Auch in Geburtsvorbereitungskursen wird bisweilen immer noch gekichert, wenn man als Hebamme Vulva, Vulvina oder Vagina sagt. Nicht selten vermitteln Erwachsene ja schon Kindern ein gewisses Schamgefühl beim Benennen der Körperteile, wenn aus dem Penis der Schniepi, Schniedel oder Pipimann gemacht wird. Warum ist das gerade bei unseren geschlechtsspezifischen Körperteilen so „kompliziert“? Die Nase nennt doch in der Regel auch niemand Riechi oder Rotzi!
Körperteile beim Namen nennen
Ich gebe gelegentlich Hebammenunterricht in der Grundschule.

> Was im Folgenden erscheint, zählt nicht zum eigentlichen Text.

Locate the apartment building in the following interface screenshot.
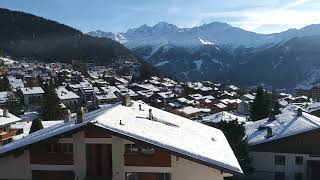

Dort offenbaren sich bereits große Unterschiede, wie mit den Themen Sexualität und Fortpflanzung zu Hause umgegangen wird. Dabei haben die meisten Kinder großes Interesse daran, wie sie selbst in den Bauch gekommen. Sie wollen wissen, wie sie dort gewachsen sind und schließlich geboren wurden. Staunend hören sie zu und fragen viel. Es ist ja auch wirklich spannend zu erfahren, wie aus einer Eizelle und einem Spermium ein kleines Menschenkind wird. Die Schulkinder erfahren, dass Babys nicht schlüpfen, sondern geboren werden. Ganz egal, ob es das gerne verwendete Wort Schlüpftag für den Geburtstermin impliziert. Kinder erstehen auch ohne Verniedlichungen gut, was in der Schwangerschaft und bei einer Geburt vor sich geht.
Warum nennen wir also die Dinge bzw. die Körperteile nicht einfach beim Namen? Dann weiß auch die übermüdete Hebamme im Nachtdienst schneller Bescheid und muss nicht rätseln, wenn eine Schwangere mit den Worten „Ich spüre so ein Stechen in meiner Schnegge“ in den Kreißsaal kommt.